For example, the shock for the economy (mostly resulted from the restrictions and not from the virus itself) greatly affects the income of many people both short-term and long-term.

Absolutely – the direction of impact, however, is very different for different population groups, countries, etc. For the average middle class employed worker in manufacturing industry the savings ratio has actually gone up, because they could not spend their income on vacation, entertainment, etc. For the average self employed the effect is on average negative, but with huge spread: Some of them are completely out of business while others are doing the business of their life. For long term unemployed basically nothing has changed …

This affects their quality of life and psychological well-being.

Absolutely – this is an effect that is not researched very well but we can expect lots of (negative) long term impact. We do, however, know for long that psychological well being has little to do with actual circumstances (people in Africa or Asia living in economic environments that would be called devastating in Europe do not suffer more from mental conditions or are even not less happy) but more on how society perceives them. From that POV one could argue that it is not the fault of the Covid protection measures but the fault of the people talking bad about them that people get depressed.
Very graphically: There is a major debate in Germany if children are mentally affected if parents force them to wear masks. People who promote that view, however, do not admit that objectively forcing them to wear underwear would have the same impact…

No doubt that it will reduce their average life expectancy. The effect must be stronger for poorer people and for poorer countries. That is, effectively these actions kill people.

“No doubt” is a very personal statement – state of research is that it has little impact on life expectancy and if it has, more likely a slightly positive impact. Road traffic accidents have gone down in most countries and as such accidents on average kill younger people the positive effect on life expectancy is comparatively good.

Germany

Malibuflyer wrote:

“No doubt” is a very personal statement – state of research is that it has little impact on life expectancy and if it has, more likely a slightly positive impact. Road traffic accidents have gone down in most countries and as such accidents on average kill younger people the positive effect on life expectancy is comparatively good.

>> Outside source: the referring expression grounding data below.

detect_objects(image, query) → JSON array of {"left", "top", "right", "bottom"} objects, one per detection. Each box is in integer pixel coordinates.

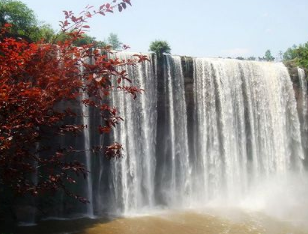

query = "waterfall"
[
  {"left": 192, "top": 58, "right": 304, "bottom": 204},
  {"left": 81, "top": 92, "right": 94, "bottom": 217},
  {"left": 80, "top": 57, "right": 94, "bottom": 218},
  {"left": 11, "top": 54, "right": 307, "bottom": 224},
  {"left": 110, "top": 52, "right": 157, "bottom": 215},
  {"left": 298, "top": 68, "right": 308, "bottom": 154},
  {"left": 298, "top": 68, "right": 308, "bottom": 129},
  {"left": 72, "top": 56, "right": 307, "bottom": 215},
  {"left": 159, "top": 55, "right": 191, "bottom": 207}
]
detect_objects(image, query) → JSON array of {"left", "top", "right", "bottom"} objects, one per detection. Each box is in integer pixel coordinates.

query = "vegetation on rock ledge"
[{"left": 149, "top": 40, "right": 171, "bottom": 58}]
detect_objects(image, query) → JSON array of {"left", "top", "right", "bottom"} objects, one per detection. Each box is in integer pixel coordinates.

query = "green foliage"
[
  {"left": 0, "top": 0, "right": 37, "bottom": 31},
  {"left": 0, "top": 0, "right": 112, "bottom": 47},
  {"left": 283, "top": 45, "right": 298, "bottom": 60},
  {"left": 1, "top": 0, "right": 36, "bottom": 40},
  {"left": 149, "top": 40, "right": 171, "bottom": 57},
  {"left": 296, "top": 43, "right": 308, "bottom": 69},
  {"left": 31, "top": 23, "right": 55, "bottom": 42},
  {"left": 247, "top": 56, "right": 256, "bottom": 61},
  {"left": 106, "top": 33, "right": 121, "bottom": 50},
  {"left": 74, "top": 34, "right": 96, "bottom": 46},
  {"left": 264, "top": 49, "right": 275, "bottom": 61},
  {"left": 283, "top": 43, "right": 308, "bottom": 71},
  {"left": 95, "top": 40, "right": 107, "bottom": 48},
  {"left": 74, "top": 34, "right": 107, "bottom": 47},
  {"left": 55, "top": 32, "right": 107, "bottom": 47},
  {"left": 0, "top": 0, "right": 56, "bottom": 42}
]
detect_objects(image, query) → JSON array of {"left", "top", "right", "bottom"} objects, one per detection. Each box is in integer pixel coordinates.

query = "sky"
[{"left": 20, "top": 0, "right": 308, "bottom": 58}]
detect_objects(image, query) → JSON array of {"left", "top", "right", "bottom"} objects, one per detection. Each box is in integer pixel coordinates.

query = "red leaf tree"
[{"left": 0, "top": 0, "right": 147, "bottom": 203}]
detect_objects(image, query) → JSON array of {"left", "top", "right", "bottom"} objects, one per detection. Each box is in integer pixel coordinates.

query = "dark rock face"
[
  {"left": 284, "top": 61, "right": 307, "bottom": 110},
  {"left": 284, "top": 61, "right": 301, "bottom": 84},
  {"left": 284, "top": 61, "right": 308, "bottom": 167}
]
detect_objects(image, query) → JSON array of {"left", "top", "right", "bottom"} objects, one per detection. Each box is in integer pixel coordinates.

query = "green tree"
[
  {"left": 264, "top": 49, "right": 275, "bottom": 61},
  {"left": 0, "top": 0, "right": 56, "bottom": 42},
  {"left": 296, "top": 43, "right": 308, "bottom": 69},
  {"left": 31, "top": 23, "right": 55, "bottom": 42},
  {"left": 74, "top": 34, "right": 108, "bottom": 47},
  {"left": 0, "top": 0, "right": 36, "bottom": 39},
  {"left": 74, "top": 34, "right": 96, "bottom": 46},
  {"left": 149, "top": 40, "right": 171, "bottom": 57},
  {"left": 95, "top": 40, "right": 107, "bottom": 48},
  {"left": 247, "top": 56, "right": 256, "bottom": 61},
  {"left": 283, "top": 43, "right": 308, "bottom": 71},
  {"left": 278, "top": 50, "right": 283, "bottom": 61},
  {"left": 283, "top": 45, "right": 298, "bottom": 61},
  {"left": 107, "top": 33, "right": 121, "bottom": 50}
]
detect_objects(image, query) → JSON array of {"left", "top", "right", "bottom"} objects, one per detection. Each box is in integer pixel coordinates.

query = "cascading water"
[
  {"left": 110, "top": 52, "right": 157, "bottom": 215},
  {"left": 298, "top": 68, "right": 308, "bottom": 155},
  {"left": 81, "top": 90, "right": 94, "bottom": 217},
  {"left": 11, "top": 54, "right": 307, "bottom": 227},
  {"left": 158, "top": 55, "right": 191, "bottom": 207},
  {"left": 64, "top": 56, "right": 307, "bottom": 216},
  {"left": 107, "top": 55, "right": 305, "bottom": 213},
  {"left": 192, "top": 59, "right": 304, "bottom": 205},
  {"left": 77, "top": 56, "right": 95, "bottom": 217}
]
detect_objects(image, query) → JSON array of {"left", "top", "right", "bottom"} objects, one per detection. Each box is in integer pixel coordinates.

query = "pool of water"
[{"left": 9, "top": 208, "right": 308, "bottom": 234}]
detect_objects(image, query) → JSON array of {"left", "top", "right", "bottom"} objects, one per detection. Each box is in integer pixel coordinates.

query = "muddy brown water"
[{"left": 6, "top": 209, "right": 308, "bottom": 234}]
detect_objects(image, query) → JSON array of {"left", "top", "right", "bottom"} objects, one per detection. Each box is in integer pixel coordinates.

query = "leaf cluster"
[
  {"left": 0, "top": 0, "right": 147, "bottom": 203},
  {"left": 283, "top": 43, "right": 308, "bottom": 71},
  {"left": 0, "top": 0, "right": 56, "bottom": 42},
  {"left": 149, "top": 40, "right": 171, "bottom": 57}
]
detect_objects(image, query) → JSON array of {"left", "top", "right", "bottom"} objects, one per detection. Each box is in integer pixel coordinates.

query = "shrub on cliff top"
[{"left": 149, "top": 40, "right": 171, "bottom": 57}]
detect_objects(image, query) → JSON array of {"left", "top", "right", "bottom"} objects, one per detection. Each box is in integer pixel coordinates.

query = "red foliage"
[{"left": 0, "top": 0, "right": 144, "bottom": 202}]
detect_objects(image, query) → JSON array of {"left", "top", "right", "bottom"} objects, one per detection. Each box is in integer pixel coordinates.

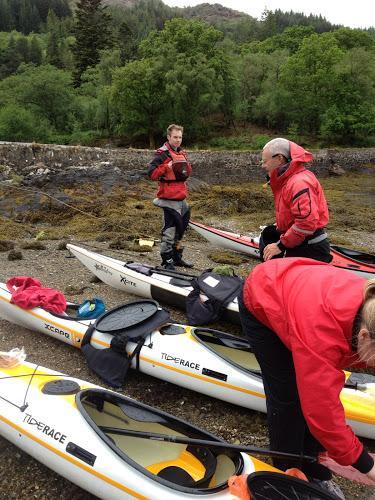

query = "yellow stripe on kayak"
[
  {"left": 139, "top": 353, "right": 266, "bottom": 399},
  {"left": 0, "top": 414, "right": 148, "bottom": 499},
  {"left": 0, "top": 295, "right": 109, "bottom": 348}
]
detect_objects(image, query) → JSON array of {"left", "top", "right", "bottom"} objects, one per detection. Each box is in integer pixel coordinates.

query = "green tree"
[
  {"left": 15, "top": 36, "right": 29, "bottom": 63},
  {"left": 79, "top": 49, "right": 122, "bottom": 133},
  {"left": 111, "top": 58, "right": 166, "bottom": 148},
  {"left": 243, "top": 26, "right": 315, "bottom": 55},
  {"left": 279, "top": 33, "right": 344, "bottom": 134},
  {"left": 46, "top": 10, "right": 62, "bottom": 67},
  {"left": 0, "top": 0, "right": 13, "bottom": 31},
  {"left": 332, "top": 27, "right": 375, "bottom": 51},
  {"left": 72, "top": 0, "right": 113, "bottom": 85},
  {"left": 238, "top": 50, "right": 289, "bottom": 129},
  {"left": 0, "top": 64, "right": 77, "bottom": 132},
  {"left": 29, "top": 35, "right": 43, "bottom": 65},
  {"left": 0, "top": 34, "right": 22, "bottom": 79},
  {"left": 0, "top": 103, "right": 51, "bottom": 142},
  {"left": 19, "top": 0, "right": 41, "bottom": 35},
  {"left": 117, "top": 21, "right": 137, "bottom": 64},
  {"left": 138, "top": 19, "right": 233, "bottom": 139},
  {"left": 320, "top": 47, "right": 375, "bottom": 144}
]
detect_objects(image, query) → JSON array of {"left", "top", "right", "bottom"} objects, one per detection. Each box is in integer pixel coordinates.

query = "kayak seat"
[
  {"left": 150, "top": 446, "right": 217, "bottom": 489},
  {"left": 157, "top": 466, "right": 195, "bottom": 487}
]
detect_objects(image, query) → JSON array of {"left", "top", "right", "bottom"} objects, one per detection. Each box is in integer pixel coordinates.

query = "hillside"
[{"left": 178, "top": 2, "right": 251, "bottom": 23}]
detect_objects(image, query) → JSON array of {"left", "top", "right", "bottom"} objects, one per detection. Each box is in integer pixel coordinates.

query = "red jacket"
[
  {"left": 243, "top": 258, "right": 367, "bottom": 466},
  {"left": 148, "top": 142, "right": 192, "bottom": 201},
  {"left": 7, "top": 276, "right": 67, "bottom": 314},
  {"left": 270, "top": 142, "right": 329, "bottom": 248}
]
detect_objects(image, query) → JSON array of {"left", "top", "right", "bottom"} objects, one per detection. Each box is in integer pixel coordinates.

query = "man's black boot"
[
  {"left": 173, "top": 247, "right": 193, "bottom": 268},
  {"left": 161, "top": 251, "right": 176, "bottom": 271}
]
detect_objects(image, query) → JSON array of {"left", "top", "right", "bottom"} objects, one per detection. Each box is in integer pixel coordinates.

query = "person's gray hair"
[{"left": 263, "top": 138, "right": 290, "bottom": 159}]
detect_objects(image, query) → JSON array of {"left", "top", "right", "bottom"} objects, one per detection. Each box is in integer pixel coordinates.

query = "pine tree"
[
  {"left": 46, "top": 10, "right": 62, "bottom": 67},
  {"left": 72, "top": 0, "right": 113, "bottom": 85},
  {"left": 117, "top": 21, "right": 137, "bottom": 64},
  {"left": 29, "top": 35, "right": 43, "bottom": 65},
  {"left": 0, "top": 0, "right": 13, "bottom": 31},
  {"left": 0, "top": 35, "right": 22, "bottom": 78},
  {"left": 20, "top": 0, "right": 42, "bottom": 34},
  {"left": 15, "top": 36, "right": 29, "bottom": 63}
]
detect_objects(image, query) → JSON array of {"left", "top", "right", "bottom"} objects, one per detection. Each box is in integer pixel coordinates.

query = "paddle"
[
  {"left": 98, "top": 426, "right": 316, "bottom": 463},
  {"left": 344, "top": 381, "right": 375, "bottom": 396},
  {"left": 153, "top": 267, "right": 198, "bottom": 280}
]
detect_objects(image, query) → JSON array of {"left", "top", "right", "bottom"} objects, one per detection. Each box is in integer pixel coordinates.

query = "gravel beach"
[{"left": 0, "top": 236, "right": 374, "bottom": 500}]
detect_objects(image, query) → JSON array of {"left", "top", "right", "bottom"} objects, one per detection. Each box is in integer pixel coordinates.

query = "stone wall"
[{"left": 0, "top": 141, "right": 374, "bottom": 187}]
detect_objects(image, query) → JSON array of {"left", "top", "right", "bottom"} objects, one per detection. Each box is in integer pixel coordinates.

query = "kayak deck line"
[{"left": 0, "top": 409, "right": 148, "bottom": 499}]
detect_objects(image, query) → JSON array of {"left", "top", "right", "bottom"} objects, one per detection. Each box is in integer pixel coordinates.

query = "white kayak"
[
  {"left": 1, "top": 358, "right": 287, "bottom": 499},
  {"left": 66, "top": 243, "right": 241, "bottom": 324},
  {"left": 1, "top": 282, "right": 374, "bottom": 440}
]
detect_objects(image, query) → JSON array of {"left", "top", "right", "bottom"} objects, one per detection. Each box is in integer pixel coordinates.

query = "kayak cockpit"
[
  {"left": 331, "top": 245, "right": 375, "bottom": 267},
  {"left": 192, "top": 329, "right": 262, "bottom": 375},
  {"left": 76, "top": 389, "right": 244, "bottom": 493}
]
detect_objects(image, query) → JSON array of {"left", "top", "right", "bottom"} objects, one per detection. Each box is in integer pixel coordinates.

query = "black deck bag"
[
  {"left": 81, "top": 300, "right": 170, "bottom": 388},
  {"left": 186, "top": 270, "right": 243, "bottom": 326}
]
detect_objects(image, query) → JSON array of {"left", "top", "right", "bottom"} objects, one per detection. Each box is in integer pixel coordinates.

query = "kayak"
[
  {"left": 66, "top": 243, "right": 241, "bottom": 324},
  {"left": 189, "top": 221, "right": 375, "bottom": 279},
  {"left": 1, "top": 356, "right": 346, "bottom": 499},
  {"left": 1, "top": 282, "right": 374, "bottom": 440},
  {"left": 0, "top": 357, "right": 282, "bottom": 499}
]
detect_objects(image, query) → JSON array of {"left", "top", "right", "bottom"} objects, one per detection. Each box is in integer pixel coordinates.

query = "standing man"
[
  {"left": 260, "top": 138, "right": 332, "bottom": 263},
  {"left": 148, "top": 124, "right": 193, "bottom": 270}
]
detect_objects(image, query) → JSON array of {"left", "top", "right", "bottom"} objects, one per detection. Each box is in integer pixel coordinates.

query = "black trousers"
[
  {"left": 160, "top": 206, "right": 190, "bottom": 256},
  {"left": 238, "top": 292, "right": 331, "bottom": 480},
  {"left": 259, "top": 225, "right": 332, "bottom": 263}
]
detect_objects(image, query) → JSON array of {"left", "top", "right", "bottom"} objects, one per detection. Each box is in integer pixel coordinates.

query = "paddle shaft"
[
  {"left": 99, "top": 426, "right": 316, "bottom": 463},
  {"left": 344, "top": 382, "right": 368, "bottom": 392}
]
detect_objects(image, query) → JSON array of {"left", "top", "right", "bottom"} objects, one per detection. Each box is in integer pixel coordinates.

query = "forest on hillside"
[{"left": 0, "top": 0, "right": 374, "bottom": 148}]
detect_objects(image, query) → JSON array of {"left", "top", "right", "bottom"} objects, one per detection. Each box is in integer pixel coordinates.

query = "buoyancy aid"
[{"left": 148, "top": 142, "right": 192, "bottom": 200}]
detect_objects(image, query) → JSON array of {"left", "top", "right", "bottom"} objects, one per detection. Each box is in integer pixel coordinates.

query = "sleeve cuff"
[
  {"left": 277, "top": 240, "right": 286, "bottom": 251},
  {"left": 352, "top": 448, "right": 374, "bottom": 473}
]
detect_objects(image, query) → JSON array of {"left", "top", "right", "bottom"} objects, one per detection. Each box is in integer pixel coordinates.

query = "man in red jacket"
[
  {"left": 260, "top": 138, "right": 332, "bottom": 263},
  {"left": 148, "top": 124, "right": 193, "bottom": 270},
  {"left": 239, "top": 258, "right": 375, "bottom": 497}
]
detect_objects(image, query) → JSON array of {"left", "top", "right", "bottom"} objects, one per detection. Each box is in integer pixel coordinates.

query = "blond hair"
[
  {"left": 363, "top": 278, "right": 375, "bottom": 339},
  {"left": 358, "top": 279, "right": 375, "bottom": 365},
  {"left": 167, "top": 124, "right": 183, "bottom": 136}
]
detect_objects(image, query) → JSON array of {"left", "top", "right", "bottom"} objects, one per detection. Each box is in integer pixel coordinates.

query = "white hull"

Surely you cannot be serious? Life expectancy? This is life? there is a big difference between survival and life…

Peter wrote:

As time moves on, there is a political and economic realisation that life will have to carry on regardless. Fortunately, we have the vaccine now, which will deliver a good (if perhaps not total; we don’t know yet, especially with perhaps 30% being anti) solution, but if that had not arrived, if CV19 turned out to be as hard as say HIV or any of the countless other viruses which have no “cure”, then life would have to adapt to a death rate managed at a level where the hospitals just cope, which in the 1st World is roughly 1000 deaths per day. And a great deal of CV19-related long term problems, which may turn out to be a bigger problem in the long run. The need to keep deaths at say 1k/day would have still finished off much of the economy e.g. airlines, hotels, travel generally, gyms, pubs…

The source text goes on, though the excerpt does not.